For many years, the majority of smaller microprocessor-based systems have typically not used caches. With the launch of the ARMv7 architectures, caches were supported in the ARMv7-A family (e.g. Cortex-A8, etc.) but not supported in the core design of the ARMv7-M micro-controllers such as the Cortex-M3 and Cortex-M4. However, when the Cortex-M7 was announced, it broke that mould by offering cache support for the smaller embedded micro-controller.
This series is broken down in three parts:
- Basic principles of cache
- Cache replacement policies
- Optimising software to use cache
Why introduce caches into the architecture?
The purpose of a cache is to increase the average speed of memory access. The most immediate and obvious benefit is one of improved application performance, which in turn can lead to an enhanced power model. Caches have been used for many years (dating back as far as the 1960s) in high-end processor-based systems.
The driver behind the development and use of a cache is based on The Locality Principle.

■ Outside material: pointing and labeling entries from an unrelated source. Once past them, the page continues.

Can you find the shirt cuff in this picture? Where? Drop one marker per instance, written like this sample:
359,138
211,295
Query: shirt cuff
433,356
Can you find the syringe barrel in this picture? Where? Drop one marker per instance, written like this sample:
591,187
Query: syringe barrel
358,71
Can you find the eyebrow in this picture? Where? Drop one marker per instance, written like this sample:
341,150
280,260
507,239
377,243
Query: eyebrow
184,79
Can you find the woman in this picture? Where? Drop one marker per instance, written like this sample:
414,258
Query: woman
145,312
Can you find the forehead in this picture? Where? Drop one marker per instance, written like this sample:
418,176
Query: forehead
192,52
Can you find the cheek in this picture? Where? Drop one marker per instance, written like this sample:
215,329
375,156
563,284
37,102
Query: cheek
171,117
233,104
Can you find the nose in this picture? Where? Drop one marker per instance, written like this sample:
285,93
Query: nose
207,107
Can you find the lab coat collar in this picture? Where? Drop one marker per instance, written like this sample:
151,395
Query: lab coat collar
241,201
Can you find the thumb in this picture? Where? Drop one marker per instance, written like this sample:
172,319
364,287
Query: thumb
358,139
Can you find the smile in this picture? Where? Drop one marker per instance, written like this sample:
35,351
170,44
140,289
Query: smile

Caches operate on two principles of locality:
- Spatial locality
- Access to one memory location is likely to be followed by accesses to adjacent locations.
- Temporal locality
- Access to an area of memory is likely to be repeated within a short period.
Also of note is Sequentiality – Given that a reference has been made to a particular location s it is likely that within the next several references, a reference to the location of s + 1 will be made. Sequentiality is a restricted type of spatial locality and can be regarded as a subset of it.
In high-end modern systems, there can be many forms of cache, including network and disk caches, but here we will focus on main memory caches. In addition, main memory caches can also be hierarchical, i.e. there are multiple caches between the processor and main memory, often referred too as L1, L2, L3, etc., with L1 being nearest to the processor core.
The simplest way to think of a cache is as a small, high-speed buffer placed between the central processor unit (CPU) and main memory that stores blocks of recently referred to main memory.
Once we’re using a cache, each memory read will result in one of two outcomes:
- A cache hit – the memory for the address is already in cache.
- A cache miss – the memory access was not in cache, and therefore we have to go out to main memory to access it.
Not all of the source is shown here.